What Should a Small Business Automate First?
Why the first automation matters most
The first workflow you automate sets the pattern for everything that follows. Pick something rule-based and internal — a task with clear inputs, clear outputs, and no judgment calls. In my consulting work, the three best first candidates are weekly reporting, lead follow-up emails, and support ticket triage.
The 3-question filter
Before automating anything, ask:
- Does it happen at least weekly? One-off tasks never pay back the setup cost.
- Could a new hire do it from a written checklist? If yes, software can too.
- Is the cost of an occasional mistake low? Start where errors are cheap.
If a task passes all three, it is a candidate. If it fails even one, leave it for later.
What NOT to automate first
Anything involving pricing decisions, upset customers, or legal language. Those need human judgment, and a bad automation there costs more than it saves.
A concrete example
A Dhaka-based e-commerce client spent 6 hours a week building a sales report by hand. We connected their store to a spreadsheet with an automated pipeline and a scheduled summary email. Setup took one afternoon; it has run every Monday since. That is the shape of a good first automation: boring, reliable, and measurable.
Frequently Asked Questions
How much does business automation cost for a small business?
Most first automations use tools you already pay for (email, spreadsheets, your store platform) plus a low-cost automation platform. Expect $0–50/month in tools; the real investment is a few hours of setup.
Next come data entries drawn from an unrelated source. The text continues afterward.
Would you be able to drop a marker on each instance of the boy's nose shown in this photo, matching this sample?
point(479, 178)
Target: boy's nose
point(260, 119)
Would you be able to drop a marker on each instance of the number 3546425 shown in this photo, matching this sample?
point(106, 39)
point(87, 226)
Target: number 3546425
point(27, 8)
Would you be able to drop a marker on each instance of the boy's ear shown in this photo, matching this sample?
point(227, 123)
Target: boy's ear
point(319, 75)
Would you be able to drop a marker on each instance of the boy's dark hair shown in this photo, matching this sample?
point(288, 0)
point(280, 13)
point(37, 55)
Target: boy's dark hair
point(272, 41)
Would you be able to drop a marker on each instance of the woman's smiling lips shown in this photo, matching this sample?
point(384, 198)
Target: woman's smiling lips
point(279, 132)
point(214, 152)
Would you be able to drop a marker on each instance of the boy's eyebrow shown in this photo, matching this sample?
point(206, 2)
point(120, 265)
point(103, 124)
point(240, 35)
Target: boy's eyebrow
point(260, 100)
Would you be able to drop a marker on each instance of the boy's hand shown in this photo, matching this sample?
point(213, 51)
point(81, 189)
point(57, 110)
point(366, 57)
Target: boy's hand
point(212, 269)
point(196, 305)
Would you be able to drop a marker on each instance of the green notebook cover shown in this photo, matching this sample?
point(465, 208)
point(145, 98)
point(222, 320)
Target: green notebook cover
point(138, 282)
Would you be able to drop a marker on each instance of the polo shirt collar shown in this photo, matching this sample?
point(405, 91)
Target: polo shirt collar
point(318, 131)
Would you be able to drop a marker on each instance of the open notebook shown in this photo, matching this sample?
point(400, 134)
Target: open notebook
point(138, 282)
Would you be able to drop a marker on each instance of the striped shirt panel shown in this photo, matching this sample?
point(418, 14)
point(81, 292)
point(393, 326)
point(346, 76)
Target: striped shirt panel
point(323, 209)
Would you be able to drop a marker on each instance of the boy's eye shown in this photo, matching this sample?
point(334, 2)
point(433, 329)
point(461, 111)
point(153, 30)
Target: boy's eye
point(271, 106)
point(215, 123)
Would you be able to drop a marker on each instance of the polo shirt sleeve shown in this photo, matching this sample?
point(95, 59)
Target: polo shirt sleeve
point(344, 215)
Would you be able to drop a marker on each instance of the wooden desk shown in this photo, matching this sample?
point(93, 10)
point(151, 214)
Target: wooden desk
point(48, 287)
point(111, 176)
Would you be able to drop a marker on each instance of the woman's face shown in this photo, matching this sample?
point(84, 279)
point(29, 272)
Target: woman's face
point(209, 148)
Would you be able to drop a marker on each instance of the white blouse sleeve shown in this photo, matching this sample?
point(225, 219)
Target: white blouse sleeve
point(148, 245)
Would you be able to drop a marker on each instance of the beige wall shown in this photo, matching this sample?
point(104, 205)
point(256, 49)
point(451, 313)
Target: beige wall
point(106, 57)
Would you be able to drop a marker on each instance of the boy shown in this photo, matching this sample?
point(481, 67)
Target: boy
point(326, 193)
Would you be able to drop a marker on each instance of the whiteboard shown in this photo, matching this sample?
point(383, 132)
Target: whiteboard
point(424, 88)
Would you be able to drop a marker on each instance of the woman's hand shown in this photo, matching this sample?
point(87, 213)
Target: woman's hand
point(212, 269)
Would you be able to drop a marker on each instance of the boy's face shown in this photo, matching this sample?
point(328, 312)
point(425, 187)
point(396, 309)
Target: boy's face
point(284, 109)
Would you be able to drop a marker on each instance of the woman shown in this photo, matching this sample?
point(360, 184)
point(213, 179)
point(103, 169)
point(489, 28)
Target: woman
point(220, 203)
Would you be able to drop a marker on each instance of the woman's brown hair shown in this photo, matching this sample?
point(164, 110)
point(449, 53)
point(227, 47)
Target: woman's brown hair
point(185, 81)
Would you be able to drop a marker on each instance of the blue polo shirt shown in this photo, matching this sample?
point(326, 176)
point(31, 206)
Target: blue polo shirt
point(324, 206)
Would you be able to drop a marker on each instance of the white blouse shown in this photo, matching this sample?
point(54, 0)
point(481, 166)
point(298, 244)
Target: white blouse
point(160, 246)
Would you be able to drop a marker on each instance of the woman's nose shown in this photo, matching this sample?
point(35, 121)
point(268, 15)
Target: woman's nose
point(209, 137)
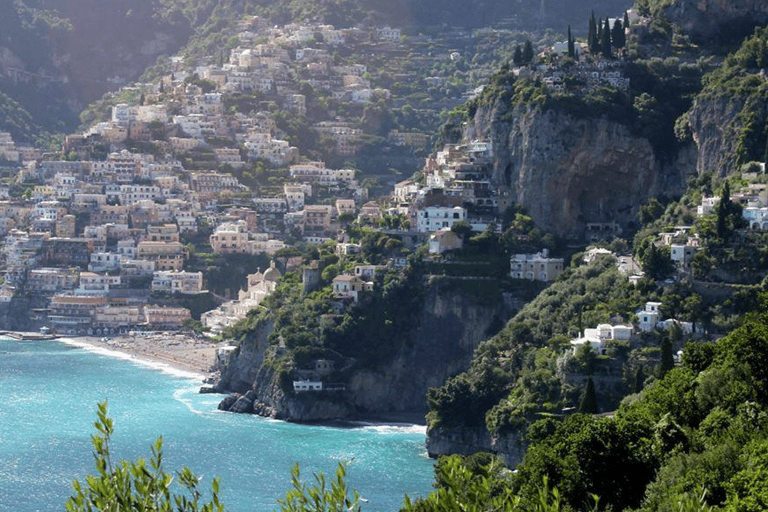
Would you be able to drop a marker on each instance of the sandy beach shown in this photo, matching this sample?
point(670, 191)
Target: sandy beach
point(186, 353)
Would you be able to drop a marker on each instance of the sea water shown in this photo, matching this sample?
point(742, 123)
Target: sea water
point(49, 393)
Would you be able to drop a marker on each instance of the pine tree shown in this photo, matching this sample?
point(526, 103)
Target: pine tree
point(617, 35)
point(588, 401)
point(607, 39)
point(527, 52)
point(517, 56)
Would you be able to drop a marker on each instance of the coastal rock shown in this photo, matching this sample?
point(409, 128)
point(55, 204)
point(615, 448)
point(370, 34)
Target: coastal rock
point(466, 441)
point(244, 404)
point(243, 368)
point(451, 326)
point(228, 401)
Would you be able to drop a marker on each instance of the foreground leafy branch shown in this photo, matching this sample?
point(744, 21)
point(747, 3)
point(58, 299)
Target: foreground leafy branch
point(141, 486)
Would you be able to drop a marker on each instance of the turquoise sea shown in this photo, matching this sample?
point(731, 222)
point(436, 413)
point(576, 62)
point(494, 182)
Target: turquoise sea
point(48, 397)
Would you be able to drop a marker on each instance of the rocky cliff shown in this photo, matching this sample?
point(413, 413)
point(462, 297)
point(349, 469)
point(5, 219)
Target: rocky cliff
point(450, 326)
point(714, 126)
point(568, 172)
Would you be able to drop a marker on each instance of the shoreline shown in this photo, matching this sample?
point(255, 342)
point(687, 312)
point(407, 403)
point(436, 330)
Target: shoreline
point(171, 352)
point(191, 357)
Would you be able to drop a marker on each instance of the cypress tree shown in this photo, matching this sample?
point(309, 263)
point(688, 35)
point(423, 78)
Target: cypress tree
point(667, 358)
point(592, 43)
point(527, 52)
point(607, 39)
point(517, 57)
point(639, 379)
point(617, 34)
point(588, 401)
point(722, 212)
point(599, 38)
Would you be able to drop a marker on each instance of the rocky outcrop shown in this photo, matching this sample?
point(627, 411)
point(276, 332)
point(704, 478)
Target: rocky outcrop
point(450, 328)
point(568, 172)
point(714, 127)
point(466, 441)
point(243, 368)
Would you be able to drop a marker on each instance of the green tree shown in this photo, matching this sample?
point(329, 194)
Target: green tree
point(592, 38)
point(667, 357)
point(606, 42)
point(588, 400)
point(517, 56)
point(617, 35)
point(141, 486)
point(527, 52)
point(319, 497)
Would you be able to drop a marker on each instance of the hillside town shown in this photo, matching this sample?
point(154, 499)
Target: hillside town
point(196, 161)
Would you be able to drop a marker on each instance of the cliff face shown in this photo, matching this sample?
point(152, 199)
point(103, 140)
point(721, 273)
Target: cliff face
point(466, 441)
point(450, 329)
point(569, 172)
point(714, 126)
point(56, 56)
point(451, 326)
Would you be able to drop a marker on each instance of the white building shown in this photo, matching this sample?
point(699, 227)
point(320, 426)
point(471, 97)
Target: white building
point(537, 267)
point(177, 282)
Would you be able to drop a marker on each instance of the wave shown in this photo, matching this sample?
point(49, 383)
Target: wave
point(148, 363)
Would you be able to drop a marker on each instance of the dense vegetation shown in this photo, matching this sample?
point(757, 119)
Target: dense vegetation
point(739, 81)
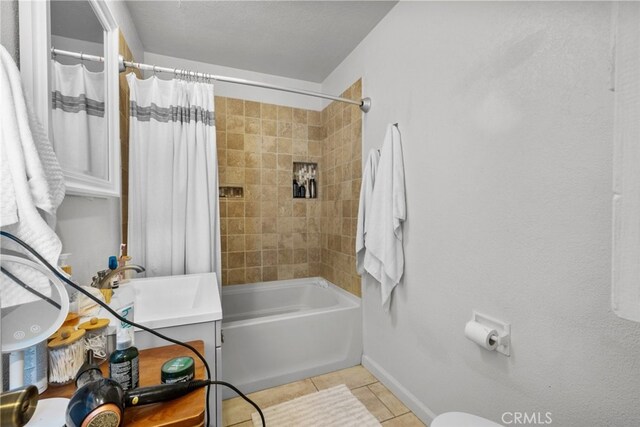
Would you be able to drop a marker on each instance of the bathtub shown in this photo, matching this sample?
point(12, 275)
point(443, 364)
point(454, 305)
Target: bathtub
point(278, 332)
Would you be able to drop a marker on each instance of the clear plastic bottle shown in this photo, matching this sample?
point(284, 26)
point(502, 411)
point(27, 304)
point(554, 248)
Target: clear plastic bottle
point(123, 363)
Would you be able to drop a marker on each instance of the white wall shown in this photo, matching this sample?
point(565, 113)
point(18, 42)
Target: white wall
point(506, 115)
point(9, 26)
point(240, 91)
point(125, 22)
point(76, 45)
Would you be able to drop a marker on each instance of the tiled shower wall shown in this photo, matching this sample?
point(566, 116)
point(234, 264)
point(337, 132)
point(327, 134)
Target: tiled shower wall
point(341, 169)
point(267, 235)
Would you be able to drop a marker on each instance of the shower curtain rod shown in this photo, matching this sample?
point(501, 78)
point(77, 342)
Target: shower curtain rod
point(364, 103)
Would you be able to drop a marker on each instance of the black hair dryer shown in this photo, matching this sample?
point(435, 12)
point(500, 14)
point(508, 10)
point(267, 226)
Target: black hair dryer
point(100, 402)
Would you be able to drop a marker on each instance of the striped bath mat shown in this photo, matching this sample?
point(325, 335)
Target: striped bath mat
point(334, 407)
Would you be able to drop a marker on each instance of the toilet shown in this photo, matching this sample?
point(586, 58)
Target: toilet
point(461, 419)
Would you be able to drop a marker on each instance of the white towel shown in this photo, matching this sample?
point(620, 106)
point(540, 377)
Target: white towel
point(384, 257)
point(366, 191)
point(31, 179)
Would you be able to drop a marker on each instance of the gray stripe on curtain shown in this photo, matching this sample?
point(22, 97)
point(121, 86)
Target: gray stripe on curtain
point(75, 104)
point(172, 114)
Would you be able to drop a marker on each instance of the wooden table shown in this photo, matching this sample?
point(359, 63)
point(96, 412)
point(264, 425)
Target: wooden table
point(187, 411)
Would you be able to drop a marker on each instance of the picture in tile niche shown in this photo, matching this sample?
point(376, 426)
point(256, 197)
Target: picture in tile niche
point(231, 192)
point(305, 185)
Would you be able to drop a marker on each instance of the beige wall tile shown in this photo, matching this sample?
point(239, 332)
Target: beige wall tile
point(285, 114)
point(300, 116)
point(252, 109)
point(235, 107)
point(253, 242)
point(269, 144)
point(252, 126)
point(235, 141)
point(235, 124)
point(269, 127)
point(267, 235)
point(269, 111)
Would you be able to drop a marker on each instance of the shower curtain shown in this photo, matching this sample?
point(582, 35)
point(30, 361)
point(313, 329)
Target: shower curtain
point(174, 218)
point(77, 115)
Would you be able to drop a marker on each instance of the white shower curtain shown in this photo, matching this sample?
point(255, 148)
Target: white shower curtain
point(174, 219)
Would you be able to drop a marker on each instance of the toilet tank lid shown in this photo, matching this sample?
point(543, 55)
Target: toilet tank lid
point(462, 419)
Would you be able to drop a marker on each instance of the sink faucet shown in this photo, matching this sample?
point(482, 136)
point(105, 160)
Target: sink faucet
point(103, 279)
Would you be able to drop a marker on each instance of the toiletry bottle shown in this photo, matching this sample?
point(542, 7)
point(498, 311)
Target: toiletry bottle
point(123, 363)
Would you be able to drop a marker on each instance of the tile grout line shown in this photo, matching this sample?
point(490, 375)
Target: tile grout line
point(383, 404)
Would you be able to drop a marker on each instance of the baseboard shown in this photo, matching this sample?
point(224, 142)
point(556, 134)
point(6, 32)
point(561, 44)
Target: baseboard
point(425, 414)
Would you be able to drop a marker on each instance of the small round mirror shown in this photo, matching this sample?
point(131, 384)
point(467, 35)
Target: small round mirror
point(27, 323)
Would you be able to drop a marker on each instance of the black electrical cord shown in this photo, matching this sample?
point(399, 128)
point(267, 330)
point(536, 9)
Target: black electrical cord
point(29, 288)
point(144, 328)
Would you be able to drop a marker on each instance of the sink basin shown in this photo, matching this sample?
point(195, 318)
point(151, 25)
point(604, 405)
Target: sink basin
point(168, 301)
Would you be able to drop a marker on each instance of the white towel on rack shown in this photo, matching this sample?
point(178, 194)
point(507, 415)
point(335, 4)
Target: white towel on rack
point(31, 179)
point(366, 191)
point(384, 257)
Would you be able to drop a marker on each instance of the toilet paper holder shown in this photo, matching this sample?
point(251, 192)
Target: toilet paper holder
point(502, 328)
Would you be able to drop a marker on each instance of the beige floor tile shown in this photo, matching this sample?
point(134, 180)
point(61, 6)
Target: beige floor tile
point(390, 401)
point(406, 420)
point(236, 410)
point(372, 403)
point(353, 377)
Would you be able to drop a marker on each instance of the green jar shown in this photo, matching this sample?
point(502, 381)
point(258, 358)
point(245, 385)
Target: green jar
point(123, 363)
point(179, 369)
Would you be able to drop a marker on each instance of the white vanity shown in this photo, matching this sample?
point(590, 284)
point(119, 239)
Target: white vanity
point(185, 308)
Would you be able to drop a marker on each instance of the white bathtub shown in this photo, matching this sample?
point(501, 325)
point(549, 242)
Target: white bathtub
point(278, 332)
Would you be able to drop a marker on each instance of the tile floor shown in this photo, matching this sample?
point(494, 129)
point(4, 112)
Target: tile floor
point(376, 397)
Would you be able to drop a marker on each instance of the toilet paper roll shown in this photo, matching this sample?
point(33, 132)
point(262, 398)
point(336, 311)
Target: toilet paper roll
point(481, 335)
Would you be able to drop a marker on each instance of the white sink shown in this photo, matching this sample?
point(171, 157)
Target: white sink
point(168, 301)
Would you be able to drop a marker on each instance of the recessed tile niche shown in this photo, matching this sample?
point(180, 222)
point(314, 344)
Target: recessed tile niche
point(305, 180)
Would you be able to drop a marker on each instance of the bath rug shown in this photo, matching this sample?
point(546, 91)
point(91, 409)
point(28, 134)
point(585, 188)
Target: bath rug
point(333, 407)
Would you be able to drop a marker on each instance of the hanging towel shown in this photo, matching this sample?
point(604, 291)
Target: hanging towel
point(31, 180)
point(384, 256)
point(366, 191)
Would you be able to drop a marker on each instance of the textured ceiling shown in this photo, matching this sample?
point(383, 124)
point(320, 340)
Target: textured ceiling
point(76, 20)
point(299, 39)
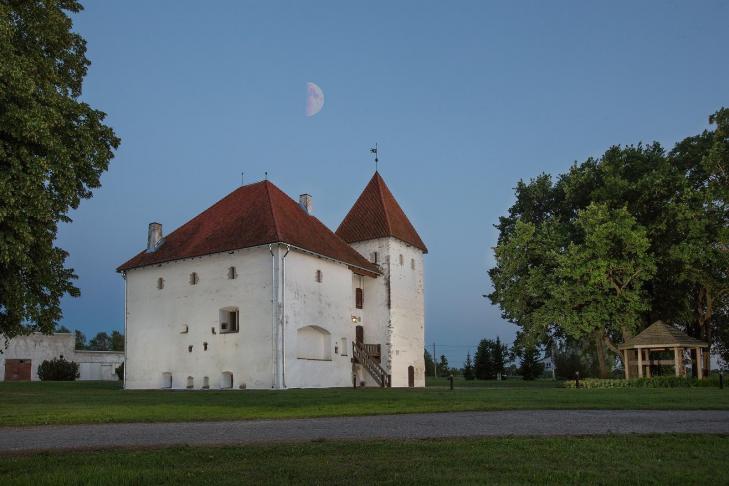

Do I need a developer to automate my business?
Not for the first workflows. No-code tools cover reporting, follow-ups, and data syncing. You need engineering help when workflows touch custom software or need error handling at scale.
How do I measure if an automation is working?
Track hours saved per week and error rate before vs. after. A good first automation saves five or more hours a week with fewer errors than the manual process.